Have any such system been built?
https://blog.cryptographyengineering.com/2015/12/22/on-junip...
But also, Dual EC was suspected of being backdoored from day one, was slower than existing CSPRNGs, and was therefore avoided like the plague. Whereas the premise is that if you put all the world's secrets behind one set of keys, there doesn't exist a level of defense that can withstand the level of attacks that will attract. Which doesn't apply when it isn't widely used.
On top of that, the attackers would be the likes of foreign intelligence agencies, and then them not getting it and the public not hearing about them getting it are two different things.
Truly there is no process as quick and urgency-aware as creating and signing international treaties.
This proposal isn't just evil, it's evil in a remarkably novel way. I'm disgusted in ways normally reserved for stumbling upon a group of neonazis chatting amongst themselves.
(1) It's important to remember that part of why Telegram is in this pickle is that they deliberately designed a system that increased the surface area of what governments could demand from them, because they're not fully (or even mostly) end-to-end encrypted (in fact, they were openly dismissive of end-to-end encryption). We get these kinds of interventions in part because governments know they can work; we know how to design systems where they can't work.
(2) The idea that governments worldwide will uniformly solve this through international agreements seems fallacious, because some of the largest countries in the world have sharply different legal and political standards. For an agreement on lawful intercept to work, you need to foreclose on products that refuse lawful intercept.

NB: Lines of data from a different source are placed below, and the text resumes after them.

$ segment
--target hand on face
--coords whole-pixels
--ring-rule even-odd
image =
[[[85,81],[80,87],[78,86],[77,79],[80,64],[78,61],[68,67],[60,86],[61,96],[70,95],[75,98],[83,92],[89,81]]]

There are countries you can do that in, and others where you can't.
I think there is a well-taken point that cutting off law enforcement access to data isn't a long-term stable equilibrium; something will give eventually. But I think PHK is way overshooting how strong that argument is today.
The civics lesson is almost useful, except for the part where it treats the current demands as immutable rather than an adversary to be fought and defeated.